HMRC’s tribunal: What does it mean for the future of client-led R&D projects?

A recent tribunal case has highlighted several issues around HMRC’s definition of subsidised expenditure.

While the case involving construction firm Quinn London Limited and HMRC is now closed, its outcome leaves questions for many businesses seeking R&D tax relief regardless of whether they already have specialist advisory support of the kind offered by Kene Partners.

Here, we discuss the case and look at the possible ramifications for future client-led R&D projects.

Quinn London vs HMRC: What happened?

Quinn London, a building contractor, claimed enhanced R&D tax relief for several projects where its development demonstrated an overall advance in technological knowledge and/or capabilities.

As part of the SME tax relief process, claimants must be able to demonstrate that the costs of their R&D projects have not been subsidised – meaning covered, directly or indirectly and in part or in full, by a third party.

HMRC rejected Quinn’s claim, ruling the company had failed to fulfil this condition.

It argued that payments made by Quinn’s clients for its finished building works were, in themselves, sufficient evidence of the R&D expenditure in question having been subsidized.

Quinn successfully appealed to the First-Tier Tribunal (FTT), which ruled the company was entitled to tax relief totalling approximately £1 million.

Ruling against HMRC’s reasoning, Tribunal Judge Harriet Morgan stated that a project could only be considered subsidised if there was a “clear link” between customer payments and R&D expenditure.

She explained: “… it would be wholly out of kilter with the overall SME scheme, if an SME were to be denied enhanced R&D relief solely because, in doing what is envisaged by the legislation (namely, utilising the relevant R&D for the purposes of its trade), it seeks to recover some or all of the relevant costs of the R&D under its commercial contracts with its clients entered into in the course of its ordinary trading activities.

“Indeed, if HMRC’s approach were to be adopted, the circumstances in which an SME could claim enhanced R&D relief would seem to be confined to those where it has no prospect of exploiting the R&D for commercial gain.”

Why is this case so significant?

This case matters to businesses claiming R&D relief for several reasons.

HMRC traditionally defined subsidy as being any money provided by an external third party to the business which is spent on R&D work. This was often linked to grant funding.

Over the last few years, though, HMRC has broadened the scope of what it considers subsidised expenditure and, perhaps in the interest of combating errors and fraudulent claims, have begun to contest that any paid work for clients could be considered ‘subsidised’ and may therefore not be eligible for R&D tax relief.

If applied to claimants throughout the UK, HMRC’s revised definition would mean that any business that charges for or plans to sell work comprising R&D would become ineligible – along with any company using third parties as part of its research and development.

For the most part, the outcome of Quinn’s appeal will have reassured thousands of businesses who inherit a financial risk when problem-solving and taking on R&D projects on behalf of clients; not just those in the construction sector.
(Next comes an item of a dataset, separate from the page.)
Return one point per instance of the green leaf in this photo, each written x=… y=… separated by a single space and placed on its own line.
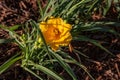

The ruling has provided a conclusion of sorts, and will no doubt ease some speculation. Though it’s still no guarantee of a smooth R&D incentive process for small businesses: HMRC have stated that they will continue to open enquiries into R&D claims on the basis of subsidized expenditure.

The long and complex journey to tribunal might explain why this is the first case of its kind to go so far. We can’t assume that other SMEs, especially those applying for R&D relief without any professional support, will have the resilience, resources and confidence necessary to go through the same process as Quinn – even if they are entitled to funding. For some, the complexity and fear of enquiry might be enough of a deterrent to halt or prevent continued claims and/or investment into vital R&D projects. That goes against the purpose of R&D tax credits, which has always been to encourage innovation.

We need more clarity from HMRC

HMRC has a duty to monitor the R&D incentives, and it may yet continue to investigate client-led R&D projects. Its initial change in subsidy definition was likely aimed at clamping down on fraudulent claims, and that’s something most businesses and R&D advisers will welcome.

While the Quinn case has shown what we can expect from a judicial perspective, it doesn’t tell us where HMRC currently stands on the issue – and that uncertainty will require some redressive clarity in the coming years.

By providing further guidance, much like it did around software expenditure, HMRC could assist businesses in planning while also making its job more manageable. For the best results, this kind of guidance should be built from further consultation with the industry and with businesses seeking to claim this kind of relief.

Final word: enquiries happen

Businesses can’t avoid HMRC enquiries. What they can do is ensure their original submissions and all subsequent documentation show clearly and consistently the boundaries and ownership of all R&D work.

At Kene Partners, our approach has always been to build a robust claim with a clear methodology for HMRC at the front end of every claim. This means all our claims deliver the maximum value for our client’s investment in innovation while withstanding any scrutiny from HMRC.